The Juneteenth Haggadah also contains rich segments of ritual that invite participants in the ceremony to focus on their connection to the elements of the natural world, like water and fire. The evening begins with candle-lighting, the warm-toned light and heat of the fire adding a vigil-like reverence to the Seder. A newly incorporated handwashing ceremony serves as a sensual reminder of the commonality between Hebrew and African cultures. In The Juneteenth Haggadah, Miller writes, “Water is a source of sustenance and purification, it can represent our Torah and in some Kabbalistic circles it can represent mercy and grace.” The African tradition of using a wooden vessel for the handwashing ceremony is especially meaningful, she writes, because it “is a conduit through which one can connect with and communicate with their ancestors.”
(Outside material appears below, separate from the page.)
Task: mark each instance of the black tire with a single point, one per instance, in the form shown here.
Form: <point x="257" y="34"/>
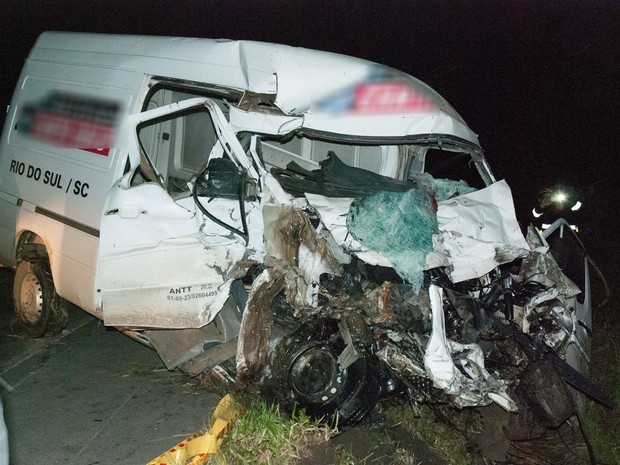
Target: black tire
<point x="39" y="309"/>
<point x="303" y="373"/>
In addition to the traditional Hebrew blessings for handwashing and drinks, The Juneteenth Haggadah contains the chief source text of the holiday: General Order Number 3, which states, “The people of Texas are informed that, in accordance with a proclamation from the Executive of the United States, all slaves are free.”
Whether it’s a neighbor’s cookout, a lively community event, or a Seder following The Juneteenth Haggadah, African American Jews are leading their communities in celebration, reflection, and finding meaning in America’s past.
Shoshana McKinney Kirya-Ziraba is the founder and director of Tikvah Chadasha Uganda, a nonprofit organization for disabled children and impoverished women in eastern Uganda.